I'd also probably get as much of the new/re-wiring out of the way up-front as possible, just so I wouldn't have to keep having the inspector back every few months. I know that some guys will tear out a foot-high horizontal strip of wall about 18" up throughout when they do a rewire, then sheetrock it closed when they're done. This would allow you plenty of access to run new house wiring and your structured cabling, and would leave the place more livable in the mean time by not ripping off entire wall coverings.
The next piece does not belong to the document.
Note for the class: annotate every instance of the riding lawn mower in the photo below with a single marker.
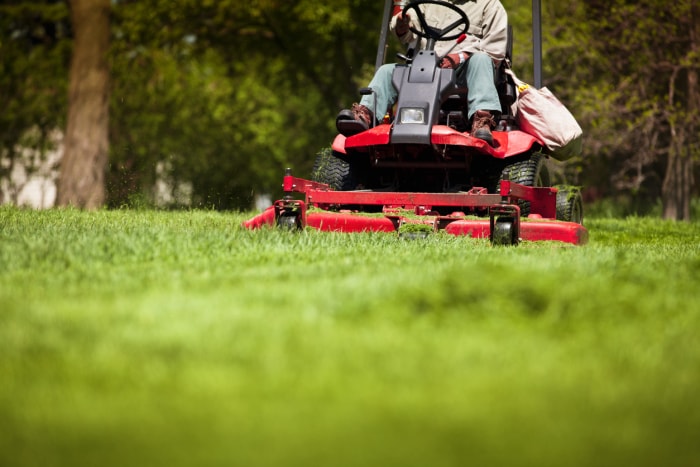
(419, 170)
As far as why you don't want your structured wiring close to your 120v/240v wiring: Communications cable operates at a low voltage and current, and active house wiring can easily induce noise into it, thereby degrading the signal it carries. The rule of thumb, IIRC, is 12-inches of separation between a CAT-5e data cable and a power cable carrying up to 5000 Watts
 

hondagrower420

Well-Known Member
At the end of the day its going to be a expense no again one thing investing in power upgrade in a property that has your name on lands title is Grand its a investment but if its a rental then WTF you doing
This is how I would do it: if i was owner of a older house that needed a service upgrade

1) Permanently install your new 200-amp panel in the best location possible. and to code
2) Install a 60-amp dual breaker in the new panel.
3) Run a #6-3 cable from this breaker to the old panel. Do not connect at this time.
4) Have the POCO completely remove the incoming power cable (service) from your old panel, and connect the cable you ran in step #3. (Congratulations! Your old main panel is now a sub-panel.)
5) Have the POCO connect service to your new main panel.
6) Migrate old circuits from your "sub-panel" over to your new main panel at your convenience.

I'd also probably get as much of the new/re-wiring out of the way up-front as possible, just so I wouldn't have to keep having the inspector back every few months. I know that some guys will tear out a foot-high horizontal strip of wall about 18" up throughout when they do a rewire, then sheetrock it closed when they're done. This would allow you plenty of access to run new house wiring and your structured cabling, and would leave the place more livable in the mean time by not ripping off entire wall coverings.

As far as why you don't want your structured wiring close to your 120v/240v wiring: Communications cable operates at a low voltage and current, and active house wiring can easily induce noise into it, thereby degrading the signal it carries. The rule of thumb, IIRC, is 12-inches of separation between a CAT-5e data cable and a power cable carrying up to 5000 Watts
Yeah, fuck rentals. I wouldn't even fuck with that.

If I was in a rental I would scale my op to fit the house.
 

hondagrower420

Well-Known Member
No worries.. It's always a slow start, I'll probably start more of strain specific threads.. I don't want anybody to start counting my plants.. You know.
I got you. You goog to run in hydro this round. I read you mix it up sometimes.

I am about to pull my first dwc. Lost 2- 4x4 drain tables. I might just be moving everything to hydro.

Coco coir is technically hydro tho right? I never fucks with the coco.
 

hondagrower420

Well-Known Member
But I dont know how to wire shit. I was just guessing.

Kudos if anyone knows what this is. Think this was 2010 or some shit.
 

Blunted 4 lyfe

Well-Known Member
Dude I said it right here. That is most mains coming in are big enough in size to support 400a




Then I agreed and restated myself.


I think you need to actually read what I'm saying before attacking me.
Listen you fool there is no 400amp in a residential home, in order to get a 400amp service you have to demonstrate to your power company you have a need for 400amps, that means a load of 300 amps. A 400amp requires a 4" conduit that's too much weight and will rip your mast off the side of your house. As you said you're a carpenter and car mechanic and wannabe electrician, you showed a schematic of a parallel circuit I don't care if it is of a a/c to D/c converter but at the end of the day it's a parallel circuit. Stop your nonsense you're annoying as hell with your garbage. Anyone can replace a 100 amp box with a 200 but is it safe as I said if you load it with 60% then you just overloaded your feed. Just as Carolina Dreaming said the main panel is determined by wire size coming in from outside. Man you're a bad penny. Go back to your DC circuits and leave A/C circuits to the pros, ELECTRICIANS which I'm not but I do know A/C power you know 12-16v DC power. Hence you know jack shit.

B4L
 

ODanksta

Well-Known Member
I still have some of this strain I bought at the state legal store here in Oregon ,, its called Omega Dog,, stuff twists your head around,, those "betties" may actually dig it
Do you have any pics?

My brother just picked up a bunch of new shit. I haven't even been down stairs to check it out yet.